When the pandemic started, I took out an ironing board from St. Stephen’s Sacristy to preach via my laptop with the hope that it would be a six-month pandemic. Twenty months later, I am still preaching and officiating church liturgy from an ironing board.
In the course of those 20 months, we have lost friends, parishioners and close relatives without having a chance to walk with them. Some were sick for a long time in isolation. Worse still we could not come and grieve together as a community. I still have a family waiting for me to officiate at the funeral of their mother who died in July of 2020. This is delayed grief that takes a toll on us. Between lockdowns and partial re-openings, new waves and more lockdowns, some days if feels like we are going in circles like the children of Israel in the wilderness. They did almost everything God asked of them but it was not always smooth sailing all the way to the promised land.
How about us? We had our vaccines and booster shots, but still, we have to batten down the hatches—prepare for the unexpected. I thought that, with the children getting vaccinated, life would start to return to a new normal. But the Omicron variant meant that the new year began much like the last one with the children learning online. My two children are very different. One is an extrovert and the other an introvert but they both missed in-person learning. Like many other parents, grandparents and guardians, I had to monitor and supervise their never-ending homework.
I was happy when they returned to school but also worried about their catching the virus. I long for a world free of the pandemic, but no one can offer that. So, I guess I will take in-person learning with the risk that I may miss work because I might be in isolation one Sunday. Friends, that is a lot to go through alone, and I need a physical community to help me deal with all this. Is it the same at your house?
I often receive calls from people with serious illnesses and, in the past, I would go pray and console them. Not anymore. I can no longer do that because they need to limit their contacts for their treatments and appointments. I would like our whole church to surround them, lay their hands on them and pray for their healing, or to walk with them.
The hugs, tears from one another that soothe our souls, and laughter in the hall at fellowship are muted in lockdown times.
Friends, our bishop and clergy hear you; they see you and you are always in their thoughts and prayers. If they, being mere mortals can understand you, how much more deeply can our God who is omnipresent in every place and every home? Friends of mine have a plaque in their dining room which reads, “Christ is the Center of our Home, a Guest at Every Meal and a Silent Listener to Every Conversation.”
Friends, we are never alone. Remember the Scripture, “Are not two sparrows sold for a penny? Yet not one of them will fall to the ground outside God’s care. And even the very hairs of your head are all numbered. So don’t be afraid; you are worth more than many sparrows.” God is walking with us.
Jesus said, “Come to me, all of you who are weary and carry heavy burdens, and I will give you rest.” We all carry the weight of the trauma, whether we have thrived or floundered.

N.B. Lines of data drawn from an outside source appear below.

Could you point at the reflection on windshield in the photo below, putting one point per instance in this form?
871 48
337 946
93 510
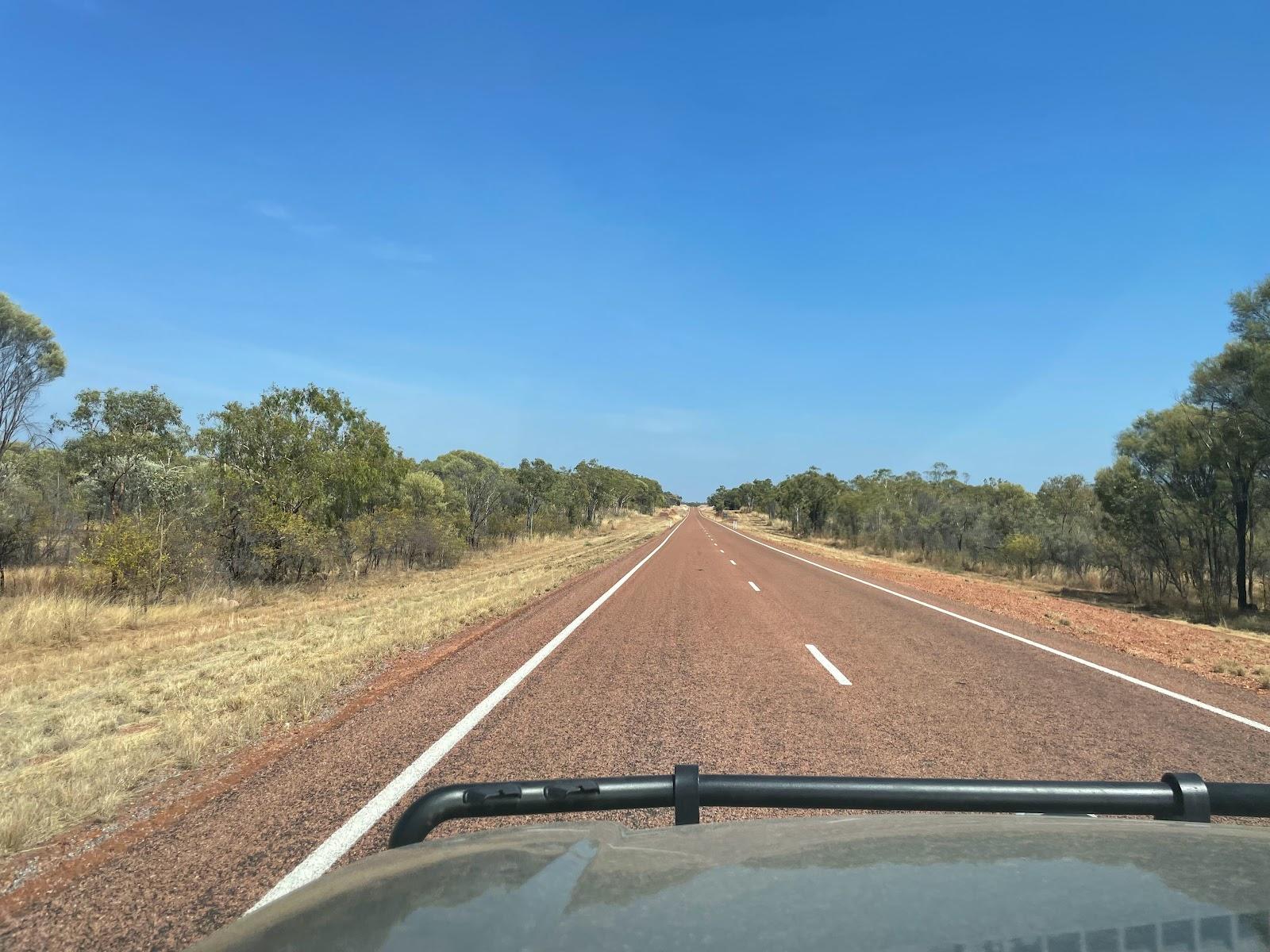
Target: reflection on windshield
1248 932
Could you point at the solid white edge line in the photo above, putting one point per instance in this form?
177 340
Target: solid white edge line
360 823
829 666
1149 685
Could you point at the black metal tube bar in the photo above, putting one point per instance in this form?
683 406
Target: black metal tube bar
529 797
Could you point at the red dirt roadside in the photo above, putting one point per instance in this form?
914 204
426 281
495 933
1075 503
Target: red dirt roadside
1191 647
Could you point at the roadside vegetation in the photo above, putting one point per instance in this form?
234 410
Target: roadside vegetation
1174 524
171 593
101 701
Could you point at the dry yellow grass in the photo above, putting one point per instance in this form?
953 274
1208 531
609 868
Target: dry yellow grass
98 701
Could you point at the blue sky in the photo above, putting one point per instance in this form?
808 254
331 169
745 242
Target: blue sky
705 241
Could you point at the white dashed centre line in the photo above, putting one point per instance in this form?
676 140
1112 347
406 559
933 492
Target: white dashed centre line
829 666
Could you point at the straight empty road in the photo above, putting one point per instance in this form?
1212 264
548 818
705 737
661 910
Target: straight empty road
702 647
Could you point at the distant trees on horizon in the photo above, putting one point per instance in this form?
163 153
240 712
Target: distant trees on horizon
1174 518
298 484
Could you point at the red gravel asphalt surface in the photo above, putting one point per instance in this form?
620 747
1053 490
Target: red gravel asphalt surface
686 663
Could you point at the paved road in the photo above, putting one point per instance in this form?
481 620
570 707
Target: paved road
698 655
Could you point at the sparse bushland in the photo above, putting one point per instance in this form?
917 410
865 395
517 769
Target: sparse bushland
101 700
1172 524
168 594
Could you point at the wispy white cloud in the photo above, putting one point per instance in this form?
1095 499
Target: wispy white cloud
398 251
657 420
383 249
88 6
271 209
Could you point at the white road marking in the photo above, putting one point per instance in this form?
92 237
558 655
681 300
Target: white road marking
1149 685
357 825
829 666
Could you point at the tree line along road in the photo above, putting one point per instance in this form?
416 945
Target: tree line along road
702 647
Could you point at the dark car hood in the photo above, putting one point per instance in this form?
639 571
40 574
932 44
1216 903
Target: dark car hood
856 882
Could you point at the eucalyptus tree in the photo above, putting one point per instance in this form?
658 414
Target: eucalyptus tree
29 359
118 431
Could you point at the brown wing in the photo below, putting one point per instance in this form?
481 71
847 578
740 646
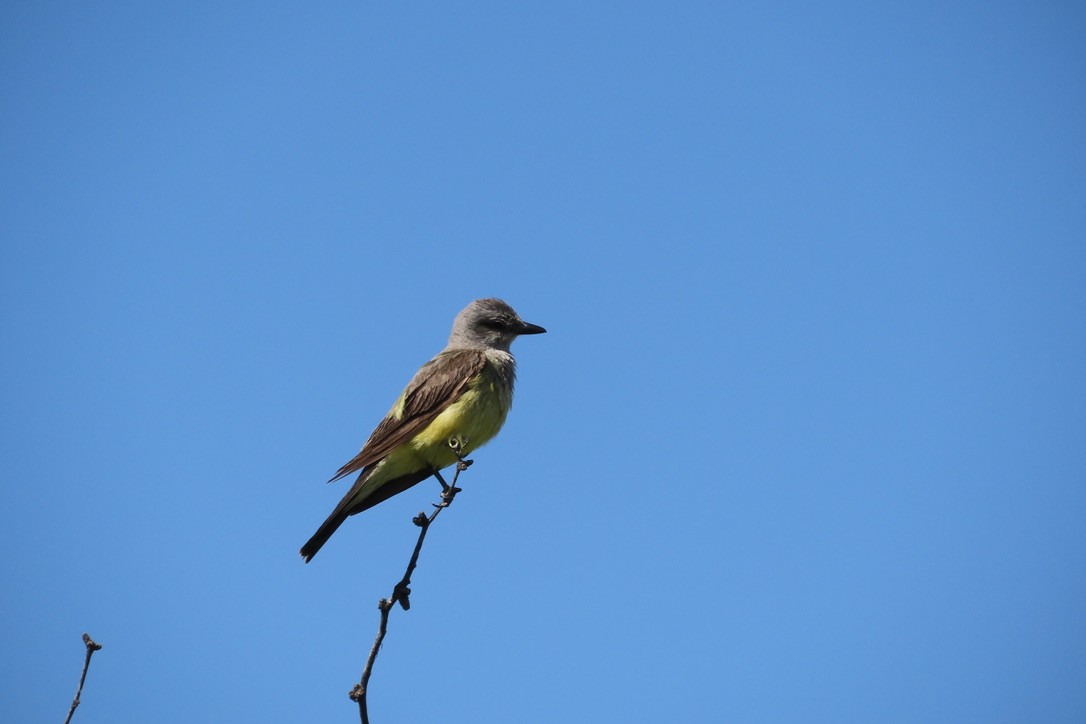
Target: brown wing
438 384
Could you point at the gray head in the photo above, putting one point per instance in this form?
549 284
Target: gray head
489 325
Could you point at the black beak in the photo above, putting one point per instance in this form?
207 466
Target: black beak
527 328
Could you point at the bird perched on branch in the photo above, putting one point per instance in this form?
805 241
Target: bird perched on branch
456 403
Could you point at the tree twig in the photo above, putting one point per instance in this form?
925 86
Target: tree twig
401 593
91 647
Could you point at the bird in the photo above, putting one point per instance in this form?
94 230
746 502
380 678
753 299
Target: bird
456 403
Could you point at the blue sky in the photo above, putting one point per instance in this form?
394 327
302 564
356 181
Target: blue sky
806 440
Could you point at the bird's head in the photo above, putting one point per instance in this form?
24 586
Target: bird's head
489 324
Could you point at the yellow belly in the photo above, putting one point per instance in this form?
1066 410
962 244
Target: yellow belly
472 420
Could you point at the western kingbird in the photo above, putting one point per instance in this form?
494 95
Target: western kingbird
454 405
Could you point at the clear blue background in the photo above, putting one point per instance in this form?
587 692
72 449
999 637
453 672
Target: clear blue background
806 441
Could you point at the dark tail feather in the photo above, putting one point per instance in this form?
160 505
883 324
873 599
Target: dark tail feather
325 532
344 509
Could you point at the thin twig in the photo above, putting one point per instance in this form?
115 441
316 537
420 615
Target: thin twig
401 593
91 647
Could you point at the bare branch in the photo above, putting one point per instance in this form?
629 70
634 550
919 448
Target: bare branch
91 647
401 593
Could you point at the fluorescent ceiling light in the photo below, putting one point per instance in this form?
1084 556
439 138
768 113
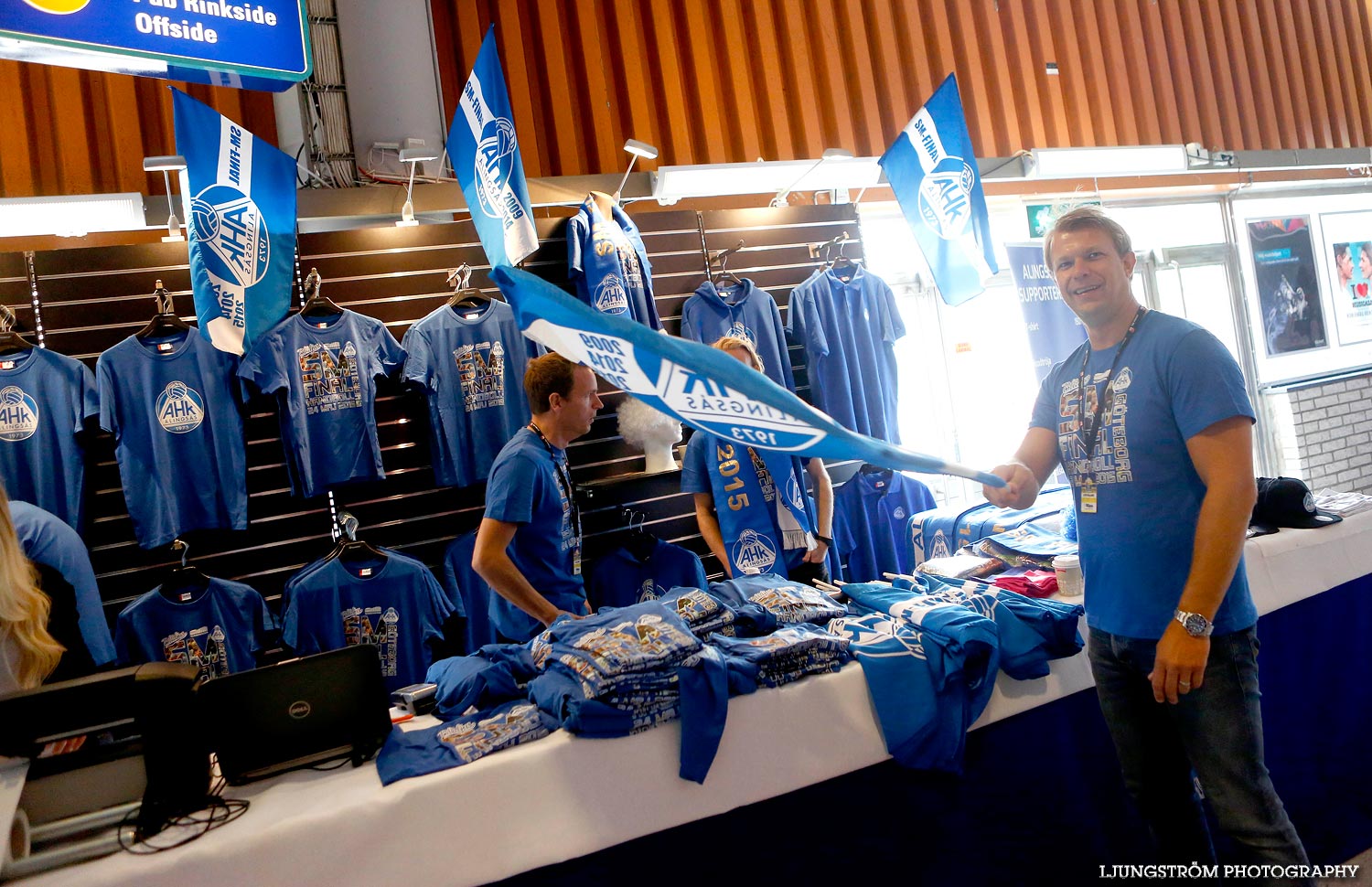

“Saviour, may we hear your voice, keep us constant at your side,” I sing again. The journey to Pandemic Eastertide might be long but ‘we have just got to stick at it, keep going, we will get there in the end do not give up’. “So if Satan, pressing hard, soul and body would destroy, Christ who conquered, be our guard …”
With Christ who conquered the evil in the wilderness and overcame death on the third day we shall overcome and reach the promised land with COVID-19 muted. I do not know the day but my faith tells me that with vaccines and playing it safe it is possible. Above all God who heals will have the last word! I wish you a blessed Lenten journey as we wait out the pandemic.
The Rev. Canon George Kwari is Incumbent of St. Stephen’s Anglican Church Ottawa.